The Ochakovo power substation uses new ABB generating equipment to provide electricity to part of the city. Igor Tabakov

Several major energy companies signed the first capacity supply agreements Thursday in a ceremony that started laying the groundwork for future investment into the Russian energy industry.

Siberian Coal Energy Company, known as SUEK, along with OKG-6, Fortum, Inter RAO and others signed the agreements with the industry's self-regulating groups such as the Market Council.

The agreements offer the firms involved a guaranteed rate of return on the energy they produce with their new plants for at least 10 years. Other strong economic incentives include preferential treatment at long-term capacity auctions.

In exchange, the signatory companies will be expected to invest in a range of fossil fuel-fired generating assets to fixed deadlines over the next five to seven years, amounting to a generating capacity of some 25 gigawatts.

Companies involved and the regulating authorities have trumpeted the agreements, which should all be signed by December, as a milestone in the government's strategy of harnessing private firms to expand the country's insufficient power generating capacity.

“I can say that these signings are quite an epoch-making event in the Russian legal system, the Russian energy industry and the Russian economy,” Dmitry Ponomaryov, the Market Council chief executive, said at the signing ceremony in reference to the entire signing campaign.

Analysts have welcomed the introduction of the new agreements for bringing clarity to both generators and investors.

“It draws a line under a substantial area of uncertainty for the power producing companies,” said Derek Weaving, a utilities analyst at Renaissance Capital. “Companies now know what they have to build and when.”

When the energy monopoly Unified Energy Systems was broken up and privatized in 2007, buyers took on commitments to expand generating capacity because the government was concerned by squeezes on energy supply at the height of the pre-crisis economic boom.

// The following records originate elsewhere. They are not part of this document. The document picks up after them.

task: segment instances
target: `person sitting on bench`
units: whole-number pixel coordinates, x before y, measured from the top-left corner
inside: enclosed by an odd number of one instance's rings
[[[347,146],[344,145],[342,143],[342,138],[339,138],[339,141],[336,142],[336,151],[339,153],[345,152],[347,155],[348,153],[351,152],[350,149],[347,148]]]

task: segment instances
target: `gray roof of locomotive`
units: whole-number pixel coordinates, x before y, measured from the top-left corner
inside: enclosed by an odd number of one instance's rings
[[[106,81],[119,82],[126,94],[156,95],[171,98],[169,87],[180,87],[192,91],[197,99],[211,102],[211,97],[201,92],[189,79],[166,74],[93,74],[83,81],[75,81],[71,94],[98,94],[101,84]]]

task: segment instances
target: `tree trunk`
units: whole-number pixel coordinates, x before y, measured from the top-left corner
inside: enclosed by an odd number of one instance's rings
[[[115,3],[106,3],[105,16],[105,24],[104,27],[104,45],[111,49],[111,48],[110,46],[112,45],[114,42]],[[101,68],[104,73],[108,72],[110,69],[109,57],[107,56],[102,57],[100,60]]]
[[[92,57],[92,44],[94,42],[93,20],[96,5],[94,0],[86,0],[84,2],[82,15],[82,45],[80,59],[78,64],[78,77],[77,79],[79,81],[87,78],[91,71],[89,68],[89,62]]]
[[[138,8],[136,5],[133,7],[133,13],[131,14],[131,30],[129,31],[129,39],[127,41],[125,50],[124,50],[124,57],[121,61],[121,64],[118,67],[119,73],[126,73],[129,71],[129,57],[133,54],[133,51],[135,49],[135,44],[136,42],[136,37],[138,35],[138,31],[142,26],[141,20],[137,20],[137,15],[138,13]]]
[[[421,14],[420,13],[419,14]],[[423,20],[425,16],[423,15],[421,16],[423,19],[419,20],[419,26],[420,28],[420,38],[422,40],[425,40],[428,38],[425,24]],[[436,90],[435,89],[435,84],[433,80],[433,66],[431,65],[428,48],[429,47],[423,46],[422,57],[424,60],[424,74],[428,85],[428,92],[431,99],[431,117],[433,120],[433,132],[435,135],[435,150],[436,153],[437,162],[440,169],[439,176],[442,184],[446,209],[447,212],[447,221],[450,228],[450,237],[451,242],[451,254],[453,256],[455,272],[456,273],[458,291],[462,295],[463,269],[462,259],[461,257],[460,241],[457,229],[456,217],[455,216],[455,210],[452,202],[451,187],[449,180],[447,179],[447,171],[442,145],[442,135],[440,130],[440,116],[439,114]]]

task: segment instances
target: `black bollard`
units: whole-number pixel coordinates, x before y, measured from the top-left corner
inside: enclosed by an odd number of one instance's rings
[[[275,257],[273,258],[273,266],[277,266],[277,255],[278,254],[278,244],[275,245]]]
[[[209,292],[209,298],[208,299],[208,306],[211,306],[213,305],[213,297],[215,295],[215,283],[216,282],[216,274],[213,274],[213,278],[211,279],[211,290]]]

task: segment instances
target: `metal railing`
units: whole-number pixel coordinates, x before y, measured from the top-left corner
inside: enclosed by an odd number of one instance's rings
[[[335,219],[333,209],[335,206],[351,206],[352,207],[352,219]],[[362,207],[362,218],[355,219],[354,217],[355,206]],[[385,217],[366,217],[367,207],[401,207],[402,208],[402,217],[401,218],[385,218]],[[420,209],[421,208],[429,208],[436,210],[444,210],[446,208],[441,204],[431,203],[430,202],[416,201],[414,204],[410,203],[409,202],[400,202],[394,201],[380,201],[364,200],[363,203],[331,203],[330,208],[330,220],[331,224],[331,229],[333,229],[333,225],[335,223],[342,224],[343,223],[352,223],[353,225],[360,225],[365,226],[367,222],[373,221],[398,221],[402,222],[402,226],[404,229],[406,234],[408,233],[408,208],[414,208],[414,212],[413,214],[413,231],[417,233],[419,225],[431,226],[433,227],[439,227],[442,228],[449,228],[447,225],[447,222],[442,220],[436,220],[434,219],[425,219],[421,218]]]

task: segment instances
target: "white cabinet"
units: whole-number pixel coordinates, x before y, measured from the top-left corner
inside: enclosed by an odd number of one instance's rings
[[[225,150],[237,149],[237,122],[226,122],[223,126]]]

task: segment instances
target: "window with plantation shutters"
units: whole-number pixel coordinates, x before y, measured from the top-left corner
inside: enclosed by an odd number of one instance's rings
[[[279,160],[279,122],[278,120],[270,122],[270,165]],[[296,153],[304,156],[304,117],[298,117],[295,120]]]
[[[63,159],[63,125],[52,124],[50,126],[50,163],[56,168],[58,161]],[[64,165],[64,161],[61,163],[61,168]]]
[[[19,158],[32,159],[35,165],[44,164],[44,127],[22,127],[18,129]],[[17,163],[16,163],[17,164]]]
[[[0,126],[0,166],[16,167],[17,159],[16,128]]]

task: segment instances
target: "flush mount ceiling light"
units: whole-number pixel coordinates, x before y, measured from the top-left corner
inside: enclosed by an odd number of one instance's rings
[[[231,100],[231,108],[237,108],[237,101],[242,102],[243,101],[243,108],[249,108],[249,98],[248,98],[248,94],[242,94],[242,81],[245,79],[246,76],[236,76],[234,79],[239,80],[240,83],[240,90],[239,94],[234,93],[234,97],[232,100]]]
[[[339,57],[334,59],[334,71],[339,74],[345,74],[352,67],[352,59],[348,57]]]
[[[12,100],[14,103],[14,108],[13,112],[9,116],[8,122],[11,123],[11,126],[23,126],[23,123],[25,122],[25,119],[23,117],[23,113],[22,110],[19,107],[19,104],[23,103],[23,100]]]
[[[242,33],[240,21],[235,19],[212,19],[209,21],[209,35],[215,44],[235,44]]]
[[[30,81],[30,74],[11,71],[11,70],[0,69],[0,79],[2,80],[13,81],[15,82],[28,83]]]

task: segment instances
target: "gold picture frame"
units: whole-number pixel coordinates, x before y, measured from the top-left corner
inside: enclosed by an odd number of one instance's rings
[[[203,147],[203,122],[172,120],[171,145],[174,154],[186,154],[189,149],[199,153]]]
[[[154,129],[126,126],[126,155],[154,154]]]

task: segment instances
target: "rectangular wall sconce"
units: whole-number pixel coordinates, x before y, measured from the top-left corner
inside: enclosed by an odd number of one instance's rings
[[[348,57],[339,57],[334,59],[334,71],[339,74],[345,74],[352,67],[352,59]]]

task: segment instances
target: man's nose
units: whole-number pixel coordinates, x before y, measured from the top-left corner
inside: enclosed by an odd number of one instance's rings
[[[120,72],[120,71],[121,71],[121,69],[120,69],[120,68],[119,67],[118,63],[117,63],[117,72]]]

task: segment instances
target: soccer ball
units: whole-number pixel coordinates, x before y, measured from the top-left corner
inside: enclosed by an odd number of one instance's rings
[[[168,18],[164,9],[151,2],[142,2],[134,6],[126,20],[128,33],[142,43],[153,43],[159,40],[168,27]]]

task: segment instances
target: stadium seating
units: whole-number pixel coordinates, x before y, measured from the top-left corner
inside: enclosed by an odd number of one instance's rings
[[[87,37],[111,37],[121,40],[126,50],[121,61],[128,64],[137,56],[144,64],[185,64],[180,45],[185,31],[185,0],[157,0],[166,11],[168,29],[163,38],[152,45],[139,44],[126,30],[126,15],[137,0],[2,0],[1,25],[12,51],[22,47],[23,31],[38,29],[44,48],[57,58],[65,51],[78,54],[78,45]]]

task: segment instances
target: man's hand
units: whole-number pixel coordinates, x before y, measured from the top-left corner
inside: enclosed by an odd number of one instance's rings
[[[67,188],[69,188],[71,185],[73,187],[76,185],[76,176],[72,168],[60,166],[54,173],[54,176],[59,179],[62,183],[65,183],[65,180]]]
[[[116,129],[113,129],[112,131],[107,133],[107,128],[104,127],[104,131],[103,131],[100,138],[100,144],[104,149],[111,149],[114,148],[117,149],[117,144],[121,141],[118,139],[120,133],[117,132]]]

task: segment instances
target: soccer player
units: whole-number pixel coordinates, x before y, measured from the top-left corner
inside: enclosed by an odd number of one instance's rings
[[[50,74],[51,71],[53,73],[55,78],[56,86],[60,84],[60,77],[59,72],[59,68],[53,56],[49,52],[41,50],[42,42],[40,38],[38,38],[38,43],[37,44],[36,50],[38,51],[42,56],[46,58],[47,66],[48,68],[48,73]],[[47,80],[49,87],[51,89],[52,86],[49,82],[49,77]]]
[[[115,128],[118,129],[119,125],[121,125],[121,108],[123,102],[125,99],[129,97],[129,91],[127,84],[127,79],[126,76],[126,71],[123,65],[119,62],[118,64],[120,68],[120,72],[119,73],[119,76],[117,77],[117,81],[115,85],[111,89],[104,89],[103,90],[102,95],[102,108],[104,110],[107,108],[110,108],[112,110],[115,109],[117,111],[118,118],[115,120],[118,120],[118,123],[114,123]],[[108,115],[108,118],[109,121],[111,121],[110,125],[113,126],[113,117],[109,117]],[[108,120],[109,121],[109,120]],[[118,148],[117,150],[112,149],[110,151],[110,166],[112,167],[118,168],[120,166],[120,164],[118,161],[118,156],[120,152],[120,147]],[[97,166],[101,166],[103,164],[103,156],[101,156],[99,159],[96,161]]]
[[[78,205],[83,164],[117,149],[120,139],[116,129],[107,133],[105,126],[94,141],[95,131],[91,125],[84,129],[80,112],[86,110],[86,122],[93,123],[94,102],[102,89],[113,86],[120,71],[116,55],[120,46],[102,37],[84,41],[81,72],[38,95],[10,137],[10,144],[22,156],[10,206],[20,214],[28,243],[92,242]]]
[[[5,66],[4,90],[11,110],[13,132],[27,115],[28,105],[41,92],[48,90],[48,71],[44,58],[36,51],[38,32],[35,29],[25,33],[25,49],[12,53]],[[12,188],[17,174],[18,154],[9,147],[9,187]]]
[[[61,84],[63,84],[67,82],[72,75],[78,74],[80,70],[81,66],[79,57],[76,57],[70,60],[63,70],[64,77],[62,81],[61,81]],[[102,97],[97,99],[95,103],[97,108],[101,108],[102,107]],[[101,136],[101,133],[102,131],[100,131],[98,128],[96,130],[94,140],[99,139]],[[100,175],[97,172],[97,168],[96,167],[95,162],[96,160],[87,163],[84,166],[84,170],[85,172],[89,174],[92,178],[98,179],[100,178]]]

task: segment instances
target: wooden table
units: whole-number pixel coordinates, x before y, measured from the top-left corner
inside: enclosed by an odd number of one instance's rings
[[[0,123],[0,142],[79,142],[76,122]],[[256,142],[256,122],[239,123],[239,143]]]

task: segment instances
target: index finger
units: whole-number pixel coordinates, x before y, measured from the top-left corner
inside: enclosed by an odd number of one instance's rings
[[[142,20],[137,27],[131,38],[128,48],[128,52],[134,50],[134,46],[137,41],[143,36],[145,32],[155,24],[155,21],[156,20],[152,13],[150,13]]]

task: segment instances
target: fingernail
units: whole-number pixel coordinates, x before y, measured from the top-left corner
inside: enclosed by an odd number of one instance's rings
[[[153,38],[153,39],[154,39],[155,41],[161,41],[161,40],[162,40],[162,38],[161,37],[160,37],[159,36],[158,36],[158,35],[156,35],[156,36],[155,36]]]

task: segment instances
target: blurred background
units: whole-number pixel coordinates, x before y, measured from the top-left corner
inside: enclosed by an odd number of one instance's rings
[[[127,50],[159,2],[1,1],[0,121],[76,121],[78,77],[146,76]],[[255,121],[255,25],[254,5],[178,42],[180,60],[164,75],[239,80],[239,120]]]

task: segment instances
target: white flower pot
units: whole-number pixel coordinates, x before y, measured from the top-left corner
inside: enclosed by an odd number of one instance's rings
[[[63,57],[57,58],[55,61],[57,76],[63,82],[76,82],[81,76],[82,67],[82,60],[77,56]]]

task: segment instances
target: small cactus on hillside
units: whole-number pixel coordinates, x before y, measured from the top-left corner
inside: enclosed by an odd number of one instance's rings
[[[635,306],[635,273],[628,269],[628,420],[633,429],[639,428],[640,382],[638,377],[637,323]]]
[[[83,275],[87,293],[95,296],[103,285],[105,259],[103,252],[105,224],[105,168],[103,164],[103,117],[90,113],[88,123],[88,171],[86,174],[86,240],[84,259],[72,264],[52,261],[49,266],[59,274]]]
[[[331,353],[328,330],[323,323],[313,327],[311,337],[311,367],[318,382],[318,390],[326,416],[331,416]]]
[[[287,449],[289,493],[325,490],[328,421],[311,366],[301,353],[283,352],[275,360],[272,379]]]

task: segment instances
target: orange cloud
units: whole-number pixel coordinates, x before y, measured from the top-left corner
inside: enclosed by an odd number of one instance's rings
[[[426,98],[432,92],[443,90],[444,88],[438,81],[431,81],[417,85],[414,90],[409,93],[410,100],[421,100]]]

But the incentive for the expansion was based on the assumption of an ever-growing market — that failed when the economic crisis came along in 2008.

“As the 2008 crisis showed, you can never be sure what your returns will be. So there was a reluctance on the part of some companies to sink investment into new plants,” said Alexander Kornilov, chief utilities analyst at Alfa Bank.

Electricity demand plummeted 6 percent to 7 percent during the economic crisis that hit Russia at the end of 2008, Weaving said.

The agreements now being signed “set up a concrete schedule for the commissioning of newly built capacities and give the government assurance that all of this capacity is going to be commissioned on time,” Kornilov said.

Prime Minister Vladimir Putin originally signed off on the drafting of new agreements in February, but the deadline was repeatedly put back as generating companies negotiated over legal language and the deadlines for construction of new plants.